While the biggest draw is likely to be Tinie Tempah’s debut catwalk show for his label Disturbing London, known as DSTRB LDN. No details of what to expect have been announced, just that it has been inspired by Victoria’s Secret’s extravaganzas.
“I just want to take some of the influence of things I’ve seen not only in Italy but when I’ve gone to Victoria’s Secret shows, just incorporating everything into one exciting show,” Tempah told the Evening Standard. “It will be very fun.”

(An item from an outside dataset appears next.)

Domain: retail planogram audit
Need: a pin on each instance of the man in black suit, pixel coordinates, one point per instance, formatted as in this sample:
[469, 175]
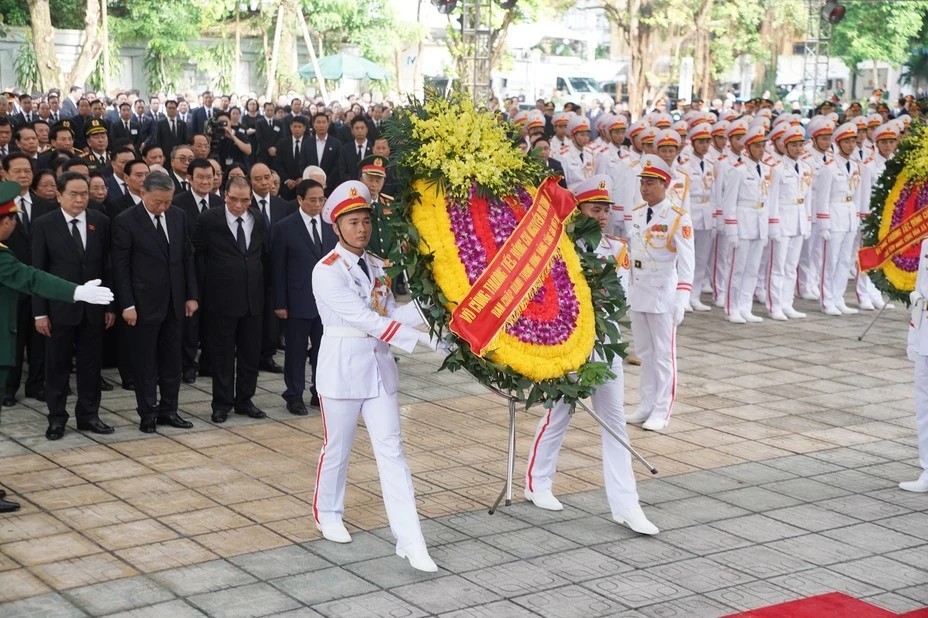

In addition, Kent and Curwen designed by Daniel Kearns and part-owned by David Beckham, will debut its new-look with a catwalk show on January 7.
Emerging talent to watch
As you would expect from a fashion week in London there’s a lot of emerging talent to keep an eye on, including Phoebe English who will be showcasing her second menswear collection on January 6 at the British Fashion Council presentation space. There will also be collections from Edward Crutchley, who has impressed with his contemporary menswear offering (January 7), while LVMH Prize winner Grace Wales-Bonner will showcase on January 9 and Craig Green, winner of the third BFC/GQ Designer Menswear Fund will show in the Topman Show Space on January 6.
London Fashion Week Men’s will take place from January 6-9 at The Store Studios, 180 Strand, London.